Per restituire Gilad, Hamas chiede la liberazione di centinaia di palestinesi detenuti nelle carceri israeliane.
«So bene che la questione dei prigionieri è fondamentale per la società palestinese, ma non può essere messa sulle spalle di mio figlio. Non sono abbastanza grandi da sopportarlo».
Signor Shalit, in passato lei ha avuto parole di solidarietà verso la popolazione di Gaza, tuttavia lei e sua moglie Aviva avete presentato un ricorso, respinto, alla Corte Suprema, che il blocco della Striscia fosse mantenuto finché non fosse assicurata la liberazione di Gilad.

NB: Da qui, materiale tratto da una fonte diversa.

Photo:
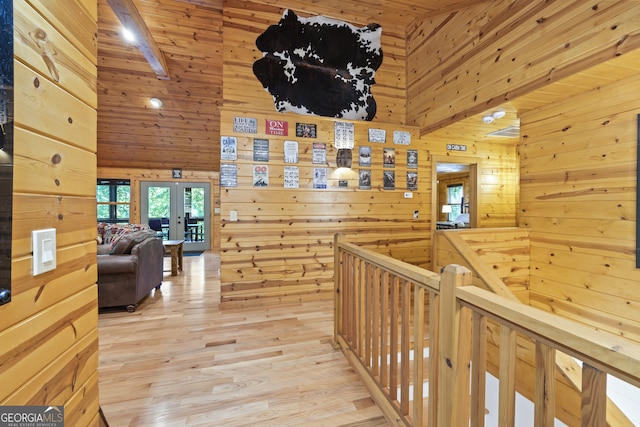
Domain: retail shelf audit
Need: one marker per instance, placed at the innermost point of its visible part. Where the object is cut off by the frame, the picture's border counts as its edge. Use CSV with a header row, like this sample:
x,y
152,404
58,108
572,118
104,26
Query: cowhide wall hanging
x,y
320,66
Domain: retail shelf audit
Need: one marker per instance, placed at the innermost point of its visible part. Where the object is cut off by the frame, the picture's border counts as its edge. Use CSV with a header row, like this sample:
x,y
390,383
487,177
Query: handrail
x,y
490,281
399,335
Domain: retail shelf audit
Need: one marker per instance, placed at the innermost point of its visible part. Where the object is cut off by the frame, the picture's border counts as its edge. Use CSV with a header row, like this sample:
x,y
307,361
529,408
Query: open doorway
x,y
455,193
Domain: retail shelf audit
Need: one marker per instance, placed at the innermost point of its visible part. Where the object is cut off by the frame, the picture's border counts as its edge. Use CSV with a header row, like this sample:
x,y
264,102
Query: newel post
x,y
454,356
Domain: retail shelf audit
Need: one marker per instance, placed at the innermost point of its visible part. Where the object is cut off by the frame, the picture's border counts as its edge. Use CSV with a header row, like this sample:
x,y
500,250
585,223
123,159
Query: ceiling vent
x,y
508,132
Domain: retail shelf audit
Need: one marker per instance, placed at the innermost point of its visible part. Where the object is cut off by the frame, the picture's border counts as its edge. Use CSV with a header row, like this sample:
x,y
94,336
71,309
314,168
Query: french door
x,y
178,211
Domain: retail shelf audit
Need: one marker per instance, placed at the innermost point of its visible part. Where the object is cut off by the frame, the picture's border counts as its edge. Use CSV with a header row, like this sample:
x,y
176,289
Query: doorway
x,y
178,211
449,175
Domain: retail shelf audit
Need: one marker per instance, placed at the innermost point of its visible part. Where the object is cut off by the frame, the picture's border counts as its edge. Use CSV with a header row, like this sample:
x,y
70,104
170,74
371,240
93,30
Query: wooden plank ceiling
x,y
185,132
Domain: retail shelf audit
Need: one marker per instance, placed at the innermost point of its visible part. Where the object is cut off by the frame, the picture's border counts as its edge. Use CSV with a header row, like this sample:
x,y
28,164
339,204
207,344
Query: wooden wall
x,y
444,180
281,247
49,352
137,175
183,133
466,62
244,21
578,195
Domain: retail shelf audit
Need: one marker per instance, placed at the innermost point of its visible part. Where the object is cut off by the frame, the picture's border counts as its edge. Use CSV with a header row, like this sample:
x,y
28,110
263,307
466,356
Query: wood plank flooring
x,y
181,361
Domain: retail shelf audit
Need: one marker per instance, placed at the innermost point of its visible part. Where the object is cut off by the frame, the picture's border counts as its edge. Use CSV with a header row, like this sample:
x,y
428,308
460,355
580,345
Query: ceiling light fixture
x,y
128,35
490,118
498,114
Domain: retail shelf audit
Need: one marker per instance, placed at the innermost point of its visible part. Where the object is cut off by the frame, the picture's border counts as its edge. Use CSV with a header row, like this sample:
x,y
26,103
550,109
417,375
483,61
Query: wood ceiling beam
x,y
131,19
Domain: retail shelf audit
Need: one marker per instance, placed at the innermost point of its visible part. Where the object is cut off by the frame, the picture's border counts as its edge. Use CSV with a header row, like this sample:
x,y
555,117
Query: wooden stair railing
x,y
567,365
385,307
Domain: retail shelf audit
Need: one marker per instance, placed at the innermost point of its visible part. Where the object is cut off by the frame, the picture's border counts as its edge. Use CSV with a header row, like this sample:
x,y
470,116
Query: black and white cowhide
x,y
320,66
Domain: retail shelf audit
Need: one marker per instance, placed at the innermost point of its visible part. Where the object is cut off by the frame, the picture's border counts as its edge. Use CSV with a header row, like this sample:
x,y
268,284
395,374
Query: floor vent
x,y
508,132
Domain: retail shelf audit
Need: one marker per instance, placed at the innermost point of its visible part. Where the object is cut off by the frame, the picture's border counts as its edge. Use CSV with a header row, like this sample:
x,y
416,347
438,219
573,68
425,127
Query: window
x,y
455,197
114,200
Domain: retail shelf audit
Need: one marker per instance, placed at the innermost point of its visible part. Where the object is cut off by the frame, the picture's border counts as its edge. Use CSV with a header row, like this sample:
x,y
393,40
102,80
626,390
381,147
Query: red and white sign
x,y
277,127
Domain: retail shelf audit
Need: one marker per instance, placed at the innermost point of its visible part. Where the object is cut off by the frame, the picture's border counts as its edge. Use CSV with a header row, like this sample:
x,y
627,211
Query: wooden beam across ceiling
x,y
131,19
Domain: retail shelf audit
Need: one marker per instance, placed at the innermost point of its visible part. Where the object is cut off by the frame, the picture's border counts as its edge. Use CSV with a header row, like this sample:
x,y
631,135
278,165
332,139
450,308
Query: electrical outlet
x,y
43,245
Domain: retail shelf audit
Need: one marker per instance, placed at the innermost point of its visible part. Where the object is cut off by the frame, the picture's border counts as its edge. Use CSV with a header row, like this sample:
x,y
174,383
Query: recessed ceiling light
x,y
128,35
498,114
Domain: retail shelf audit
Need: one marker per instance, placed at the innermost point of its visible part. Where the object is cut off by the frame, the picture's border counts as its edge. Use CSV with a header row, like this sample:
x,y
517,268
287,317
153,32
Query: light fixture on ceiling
x,y
128,35
489,118
344,158
498,114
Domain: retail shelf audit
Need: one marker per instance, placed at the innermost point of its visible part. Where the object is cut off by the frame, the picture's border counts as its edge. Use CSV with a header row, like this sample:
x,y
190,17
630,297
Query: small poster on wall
x,y
291,177
389,180
412,159
260,150
276,127
389,156
344,135
228,148
412,180
401,137
319,153
228,175
260,175
305,130
319,177
365,156
245,125
378,135
364,179
291,151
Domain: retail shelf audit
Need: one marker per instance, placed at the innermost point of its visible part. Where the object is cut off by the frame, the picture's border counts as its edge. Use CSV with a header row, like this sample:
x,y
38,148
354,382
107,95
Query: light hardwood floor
x,y
181,361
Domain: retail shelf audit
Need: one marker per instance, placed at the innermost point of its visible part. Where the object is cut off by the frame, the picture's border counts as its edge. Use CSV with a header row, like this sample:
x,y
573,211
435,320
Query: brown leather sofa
x,y
129,269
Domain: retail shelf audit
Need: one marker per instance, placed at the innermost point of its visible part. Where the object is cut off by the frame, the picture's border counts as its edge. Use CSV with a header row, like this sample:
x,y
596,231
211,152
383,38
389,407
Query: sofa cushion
x,y
125,241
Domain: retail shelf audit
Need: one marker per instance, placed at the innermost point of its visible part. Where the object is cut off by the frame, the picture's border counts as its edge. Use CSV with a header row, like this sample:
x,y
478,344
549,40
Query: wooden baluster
x,y
393,353
507,374
434,360
376,324
453,357
405,348
594,397
478,369
386,330
545,391
418,349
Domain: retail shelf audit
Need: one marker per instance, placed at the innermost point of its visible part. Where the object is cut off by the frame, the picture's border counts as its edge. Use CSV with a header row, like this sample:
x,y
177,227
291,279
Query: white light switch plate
x,y
43,245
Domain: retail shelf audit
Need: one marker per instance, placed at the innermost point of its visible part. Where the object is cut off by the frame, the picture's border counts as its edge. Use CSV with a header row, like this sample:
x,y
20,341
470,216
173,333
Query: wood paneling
x,y
281,247
49,330
578,193
137,175
462,63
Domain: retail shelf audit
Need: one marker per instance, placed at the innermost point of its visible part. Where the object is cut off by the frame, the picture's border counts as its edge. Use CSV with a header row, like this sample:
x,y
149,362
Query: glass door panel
x,y
178,211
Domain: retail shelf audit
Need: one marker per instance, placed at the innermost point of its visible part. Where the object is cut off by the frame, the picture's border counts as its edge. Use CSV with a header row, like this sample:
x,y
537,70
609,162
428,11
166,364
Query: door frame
x,y
474,194
177,207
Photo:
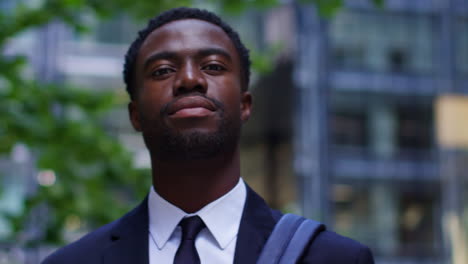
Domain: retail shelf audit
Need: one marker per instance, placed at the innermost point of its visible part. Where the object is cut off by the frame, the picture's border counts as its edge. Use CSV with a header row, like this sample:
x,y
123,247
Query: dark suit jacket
x,y
125,241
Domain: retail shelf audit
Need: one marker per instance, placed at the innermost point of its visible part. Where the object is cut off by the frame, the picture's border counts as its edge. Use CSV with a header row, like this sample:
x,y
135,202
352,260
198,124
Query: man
x,y
187,74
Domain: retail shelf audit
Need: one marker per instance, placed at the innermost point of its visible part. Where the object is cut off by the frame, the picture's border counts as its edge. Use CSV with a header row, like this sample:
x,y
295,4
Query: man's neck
x,y
190,185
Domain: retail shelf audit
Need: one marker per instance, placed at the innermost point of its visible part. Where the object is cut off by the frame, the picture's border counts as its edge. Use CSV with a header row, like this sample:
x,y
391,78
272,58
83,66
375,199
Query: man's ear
x,y
246,106
134,115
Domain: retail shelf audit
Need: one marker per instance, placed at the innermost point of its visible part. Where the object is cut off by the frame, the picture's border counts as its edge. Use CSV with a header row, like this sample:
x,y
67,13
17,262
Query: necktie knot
x,y
187,253
191,226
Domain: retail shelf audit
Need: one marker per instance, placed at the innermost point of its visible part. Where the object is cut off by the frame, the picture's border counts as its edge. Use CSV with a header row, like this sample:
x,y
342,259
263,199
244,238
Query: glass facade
x,y
358,42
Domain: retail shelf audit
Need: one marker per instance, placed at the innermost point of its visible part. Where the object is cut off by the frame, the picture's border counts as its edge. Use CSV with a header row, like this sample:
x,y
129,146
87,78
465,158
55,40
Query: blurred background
x,y
360,119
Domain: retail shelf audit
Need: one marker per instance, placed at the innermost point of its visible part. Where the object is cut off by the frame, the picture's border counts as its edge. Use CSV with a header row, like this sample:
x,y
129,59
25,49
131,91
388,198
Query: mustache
x,y
164,110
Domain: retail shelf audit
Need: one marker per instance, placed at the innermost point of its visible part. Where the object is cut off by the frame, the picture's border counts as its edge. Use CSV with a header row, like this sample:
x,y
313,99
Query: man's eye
x,y
214,67
162,71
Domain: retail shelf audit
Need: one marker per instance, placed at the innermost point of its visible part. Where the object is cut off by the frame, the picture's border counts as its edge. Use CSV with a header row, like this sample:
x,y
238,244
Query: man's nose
x,y
189,79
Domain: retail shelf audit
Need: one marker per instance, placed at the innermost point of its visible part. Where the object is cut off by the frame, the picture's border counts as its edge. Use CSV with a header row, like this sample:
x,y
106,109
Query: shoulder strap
x,y
288,240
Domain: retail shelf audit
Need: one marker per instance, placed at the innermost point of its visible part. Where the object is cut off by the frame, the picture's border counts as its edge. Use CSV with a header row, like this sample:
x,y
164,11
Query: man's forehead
x,y
189,29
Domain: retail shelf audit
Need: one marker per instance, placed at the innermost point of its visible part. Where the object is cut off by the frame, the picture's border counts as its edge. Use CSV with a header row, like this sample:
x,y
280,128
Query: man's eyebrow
x,y
214,51
164,55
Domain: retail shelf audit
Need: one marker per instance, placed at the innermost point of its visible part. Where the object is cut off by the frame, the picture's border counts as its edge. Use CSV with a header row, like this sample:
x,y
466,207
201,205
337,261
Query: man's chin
x,y
190,145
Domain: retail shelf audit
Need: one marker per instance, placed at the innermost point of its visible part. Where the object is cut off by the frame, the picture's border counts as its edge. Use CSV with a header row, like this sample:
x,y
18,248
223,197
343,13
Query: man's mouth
x,y
191,106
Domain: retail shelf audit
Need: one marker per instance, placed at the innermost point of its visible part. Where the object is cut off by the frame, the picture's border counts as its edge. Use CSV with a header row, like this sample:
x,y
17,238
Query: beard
x,y
167,144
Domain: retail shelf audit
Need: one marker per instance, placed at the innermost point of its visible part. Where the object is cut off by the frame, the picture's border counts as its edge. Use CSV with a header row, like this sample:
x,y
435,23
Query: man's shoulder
x,y
90,247
329,247
85,249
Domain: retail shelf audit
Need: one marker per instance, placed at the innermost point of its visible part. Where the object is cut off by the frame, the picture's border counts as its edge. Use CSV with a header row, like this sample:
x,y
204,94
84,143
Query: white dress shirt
x,y
215,244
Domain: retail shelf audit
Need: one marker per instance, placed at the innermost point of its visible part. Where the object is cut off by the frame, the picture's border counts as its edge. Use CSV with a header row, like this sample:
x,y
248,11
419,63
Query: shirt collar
x,y
222,217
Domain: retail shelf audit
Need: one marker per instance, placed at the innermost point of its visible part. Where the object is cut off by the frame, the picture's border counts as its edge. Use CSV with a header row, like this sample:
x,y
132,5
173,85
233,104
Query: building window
x,y
349,129
357,42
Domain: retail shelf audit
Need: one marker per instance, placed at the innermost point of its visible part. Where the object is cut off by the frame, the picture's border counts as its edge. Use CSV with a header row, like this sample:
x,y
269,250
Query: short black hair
x,y
179,14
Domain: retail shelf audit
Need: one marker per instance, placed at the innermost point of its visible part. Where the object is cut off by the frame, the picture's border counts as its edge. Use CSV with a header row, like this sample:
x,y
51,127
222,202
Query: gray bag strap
x,y
288,240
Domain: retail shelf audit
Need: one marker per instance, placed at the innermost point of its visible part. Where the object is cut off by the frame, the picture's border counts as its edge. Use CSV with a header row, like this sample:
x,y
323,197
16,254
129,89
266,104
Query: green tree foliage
x,y
62,125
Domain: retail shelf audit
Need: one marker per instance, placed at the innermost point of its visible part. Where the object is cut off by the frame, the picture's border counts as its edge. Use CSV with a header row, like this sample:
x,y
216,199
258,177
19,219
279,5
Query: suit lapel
x,y
129,238
257,223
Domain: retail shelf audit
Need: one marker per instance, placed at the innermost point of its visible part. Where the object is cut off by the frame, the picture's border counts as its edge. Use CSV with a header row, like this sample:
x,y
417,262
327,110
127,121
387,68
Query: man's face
x,y
189,103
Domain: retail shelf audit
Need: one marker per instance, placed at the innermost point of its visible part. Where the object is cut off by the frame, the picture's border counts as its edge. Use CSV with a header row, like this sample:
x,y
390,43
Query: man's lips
x,y
191,104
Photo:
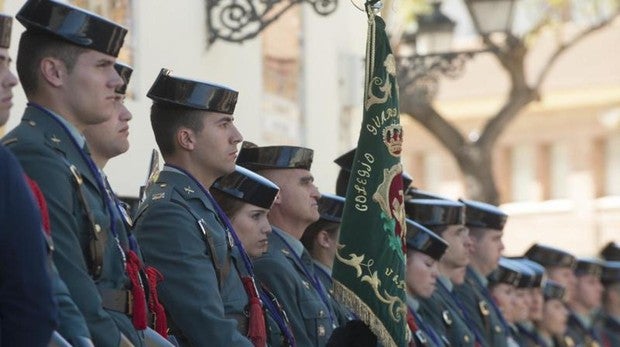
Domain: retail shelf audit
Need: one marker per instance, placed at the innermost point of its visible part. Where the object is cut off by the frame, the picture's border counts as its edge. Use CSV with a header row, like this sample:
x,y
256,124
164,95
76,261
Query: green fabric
x,y
370,266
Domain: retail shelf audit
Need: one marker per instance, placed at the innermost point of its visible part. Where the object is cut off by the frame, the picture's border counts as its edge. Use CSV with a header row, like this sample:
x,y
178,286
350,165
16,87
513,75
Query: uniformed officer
x,y
552,327
443,310
287,268
65,64
611,251
27,307
424,250
180,228
345,162
527,335
107,140
585,303
246,197
558,264
486,224
611,308
503,284
321,240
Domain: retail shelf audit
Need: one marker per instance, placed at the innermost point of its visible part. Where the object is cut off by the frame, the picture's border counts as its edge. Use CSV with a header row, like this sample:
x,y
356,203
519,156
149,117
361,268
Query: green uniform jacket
x,y
442,313
45,151
483,317
281,273
202,305
611,331
581,335
425,335
343,313
527,335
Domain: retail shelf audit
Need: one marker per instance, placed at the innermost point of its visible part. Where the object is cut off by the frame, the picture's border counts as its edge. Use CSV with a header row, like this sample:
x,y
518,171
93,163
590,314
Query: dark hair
x,y
36,45
230,205
166,119
313,230
437,229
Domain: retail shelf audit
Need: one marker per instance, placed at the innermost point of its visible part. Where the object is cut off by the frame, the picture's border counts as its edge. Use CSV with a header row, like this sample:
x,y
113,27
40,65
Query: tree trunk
x,y
477,168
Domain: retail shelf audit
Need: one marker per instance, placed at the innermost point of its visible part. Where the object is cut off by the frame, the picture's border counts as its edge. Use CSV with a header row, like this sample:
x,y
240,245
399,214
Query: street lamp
x,y
433,56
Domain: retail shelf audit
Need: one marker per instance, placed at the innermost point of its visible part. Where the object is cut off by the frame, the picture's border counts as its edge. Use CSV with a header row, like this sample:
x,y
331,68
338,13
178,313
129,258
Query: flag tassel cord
x,y
365,313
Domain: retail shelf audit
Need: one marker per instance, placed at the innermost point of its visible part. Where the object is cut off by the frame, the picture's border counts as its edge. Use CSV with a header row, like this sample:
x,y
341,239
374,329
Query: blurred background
x,y
515,103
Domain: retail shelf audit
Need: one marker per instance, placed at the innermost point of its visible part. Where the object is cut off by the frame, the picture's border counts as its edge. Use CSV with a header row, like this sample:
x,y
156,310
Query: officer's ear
x,y
186,138
53,71
324,240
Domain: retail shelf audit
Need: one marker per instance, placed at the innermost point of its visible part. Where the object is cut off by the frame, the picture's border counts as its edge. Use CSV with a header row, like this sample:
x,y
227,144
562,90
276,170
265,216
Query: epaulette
x,y
8,142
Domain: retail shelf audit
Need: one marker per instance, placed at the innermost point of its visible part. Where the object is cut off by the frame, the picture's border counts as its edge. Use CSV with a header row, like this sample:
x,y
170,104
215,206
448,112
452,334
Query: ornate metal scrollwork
x,y
422,72
240,20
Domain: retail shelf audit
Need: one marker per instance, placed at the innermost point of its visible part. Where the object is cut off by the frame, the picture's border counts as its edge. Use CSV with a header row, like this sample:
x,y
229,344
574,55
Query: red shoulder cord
x,y
38,195
257,332
413,327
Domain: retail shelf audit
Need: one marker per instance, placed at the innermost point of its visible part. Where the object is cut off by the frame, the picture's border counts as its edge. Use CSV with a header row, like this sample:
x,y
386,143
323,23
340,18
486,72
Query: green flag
x,y
369,271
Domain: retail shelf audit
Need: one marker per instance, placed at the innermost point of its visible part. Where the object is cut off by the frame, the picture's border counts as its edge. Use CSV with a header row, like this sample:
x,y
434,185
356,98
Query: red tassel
x,y
38,195
257,332
156,308
139,300
412,326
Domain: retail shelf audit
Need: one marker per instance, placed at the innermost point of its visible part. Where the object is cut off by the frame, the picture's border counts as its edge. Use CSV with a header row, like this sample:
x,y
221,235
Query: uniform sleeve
x,y
171,242
54,180
26,305
273,274
71,322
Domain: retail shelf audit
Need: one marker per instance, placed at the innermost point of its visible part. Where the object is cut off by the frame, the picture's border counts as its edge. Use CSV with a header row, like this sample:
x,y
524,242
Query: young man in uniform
x,y
485,223
582,326
181,229
321,240
65,64
287,268
26,304
442,310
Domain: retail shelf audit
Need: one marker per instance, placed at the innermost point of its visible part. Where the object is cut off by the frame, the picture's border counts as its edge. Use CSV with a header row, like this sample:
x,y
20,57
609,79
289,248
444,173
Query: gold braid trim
x,y
351,300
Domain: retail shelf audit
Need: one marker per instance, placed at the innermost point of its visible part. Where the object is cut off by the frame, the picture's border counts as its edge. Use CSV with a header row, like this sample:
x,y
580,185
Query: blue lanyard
x,y
244,255
315,282
133,243
428,330
91,165
532,335
463,312
275,314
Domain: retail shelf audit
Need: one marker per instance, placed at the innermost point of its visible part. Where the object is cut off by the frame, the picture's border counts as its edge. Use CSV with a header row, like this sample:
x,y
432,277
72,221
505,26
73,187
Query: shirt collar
x,y
296,245
322,267
412,303
446,282
483,280
73,131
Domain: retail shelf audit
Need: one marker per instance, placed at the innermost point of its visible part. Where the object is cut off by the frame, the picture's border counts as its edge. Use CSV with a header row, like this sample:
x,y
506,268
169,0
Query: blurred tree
x,y
474,156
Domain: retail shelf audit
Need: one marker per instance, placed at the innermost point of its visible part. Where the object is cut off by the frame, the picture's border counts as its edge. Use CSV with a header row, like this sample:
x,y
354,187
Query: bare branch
x,y
517,100
566,46
437,125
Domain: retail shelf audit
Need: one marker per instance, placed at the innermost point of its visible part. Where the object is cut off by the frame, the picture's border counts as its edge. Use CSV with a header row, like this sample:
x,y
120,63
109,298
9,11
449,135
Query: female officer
x,y
246,197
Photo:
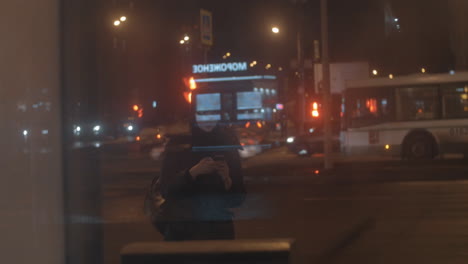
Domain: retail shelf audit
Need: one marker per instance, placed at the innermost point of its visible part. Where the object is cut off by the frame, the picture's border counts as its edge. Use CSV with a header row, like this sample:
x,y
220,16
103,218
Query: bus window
x,y
417,103
455,101
367,109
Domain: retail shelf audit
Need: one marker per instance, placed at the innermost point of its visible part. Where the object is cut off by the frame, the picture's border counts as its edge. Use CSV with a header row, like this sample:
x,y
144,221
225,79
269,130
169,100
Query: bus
x,y
414,117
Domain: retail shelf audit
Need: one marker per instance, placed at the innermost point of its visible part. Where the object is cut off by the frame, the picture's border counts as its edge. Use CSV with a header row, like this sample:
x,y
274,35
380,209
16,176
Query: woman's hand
x,y
205,166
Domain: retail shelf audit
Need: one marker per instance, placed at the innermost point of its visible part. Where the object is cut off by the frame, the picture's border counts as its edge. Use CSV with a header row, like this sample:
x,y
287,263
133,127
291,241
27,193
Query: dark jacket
x,y
203,199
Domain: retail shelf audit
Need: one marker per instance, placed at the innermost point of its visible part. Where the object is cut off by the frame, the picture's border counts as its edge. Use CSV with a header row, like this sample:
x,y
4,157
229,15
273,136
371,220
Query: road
x,y
378,211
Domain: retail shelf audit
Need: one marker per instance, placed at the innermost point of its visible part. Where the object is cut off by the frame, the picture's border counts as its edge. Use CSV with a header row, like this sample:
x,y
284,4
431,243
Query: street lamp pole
x,y
326,86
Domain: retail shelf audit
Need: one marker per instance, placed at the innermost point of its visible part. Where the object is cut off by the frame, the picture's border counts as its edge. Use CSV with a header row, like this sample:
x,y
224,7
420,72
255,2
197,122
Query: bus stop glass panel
x,y
455,101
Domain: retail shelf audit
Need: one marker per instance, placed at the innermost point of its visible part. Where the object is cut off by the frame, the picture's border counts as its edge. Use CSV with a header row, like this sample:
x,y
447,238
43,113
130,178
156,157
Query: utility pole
x,y
300,65
326,86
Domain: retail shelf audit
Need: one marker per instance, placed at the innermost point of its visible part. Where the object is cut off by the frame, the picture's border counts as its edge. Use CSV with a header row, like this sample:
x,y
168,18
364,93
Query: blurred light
x,y
192,83
315,112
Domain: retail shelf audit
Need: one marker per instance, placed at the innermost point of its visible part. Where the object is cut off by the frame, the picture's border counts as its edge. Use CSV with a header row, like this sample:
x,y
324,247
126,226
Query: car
x,y
312,141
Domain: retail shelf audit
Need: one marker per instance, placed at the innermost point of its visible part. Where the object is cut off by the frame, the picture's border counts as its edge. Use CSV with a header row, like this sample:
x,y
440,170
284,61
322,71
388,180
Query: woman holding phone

«Quel ricorso era un accorato grido d'allarme. Vedevamo che la vicenda di Gilad era stata accantonata, e poi, è stato il nostro ragionamento, se non abbiamo più mezzi di pressione, Hamas può far durare i negoziati per la sua liberazione anche due, cinque o dieci anni. Potremmo non vederlo più. D'altra parte, Hamas non solo ha preso Gilad come ostaggio, ma sta infliggendo pesanti sofferenze ai palestinesi. Nell'ultimo anno, dopo la prova di forza militare che ha portato Hamas al controllo della Striscia, la situazione è molto peggiorata per la popolazione di Gaza. Donne e bambini non sono mai stati così poveri e le cose sembrano andare sempre peggio. Gaza è bloccata, sottoposta a embargo, la disoccupazione è alle stelle e gli unici a lavorare sono quelli che lavorano per Hamas. Questa non è vita. È essenziale migliorare la situazione non solo per mio figlio Gilad ma per i palestinesi, perché dove ci sono rabbia e disperazione là un sentimento di pace non potrà mia attecchire. Dobbiamo spezzare questa spirale di odio e di violenza. E l'unico modo per farlo è che le due parti si siedano attorno a un tavolo per negoziare. Per quanto mi riguarda, sono pronto, da sempre, a parlare con i rapitori, non ho nulla da offrire, ma possiamo discutere. Alla fine è con loro che direttamente o indirettamente bisogna parlare».
In questi due anni di angosciante attesa, c'è qualcosa che ha potuto alleviare la sua sofferenza e quella di sua moglie Aviva?
«Il calore, l'affetto del popolo d'Israele. Un sostegno che in questi due anni non è mai venuto meno: è come se Gilad fosse stato "adottato" dall'intero Paese. Questa solidarietà ci è di grande conforto, ci dà la forza di vivere, di guardare avanti. Sul nostro Gilad non è calato l'oblio del tempo. Israele non ha dimenticato un suo ragazzo, un suo soldato».
C'è chi parla di lei come un "eroe del dialogo"….
«Eroi sono i nostri ragazzi che rischiano la vita per il bene d'Israele. Io sono solo un padre che si batte per riabbracciare il proprio figlio».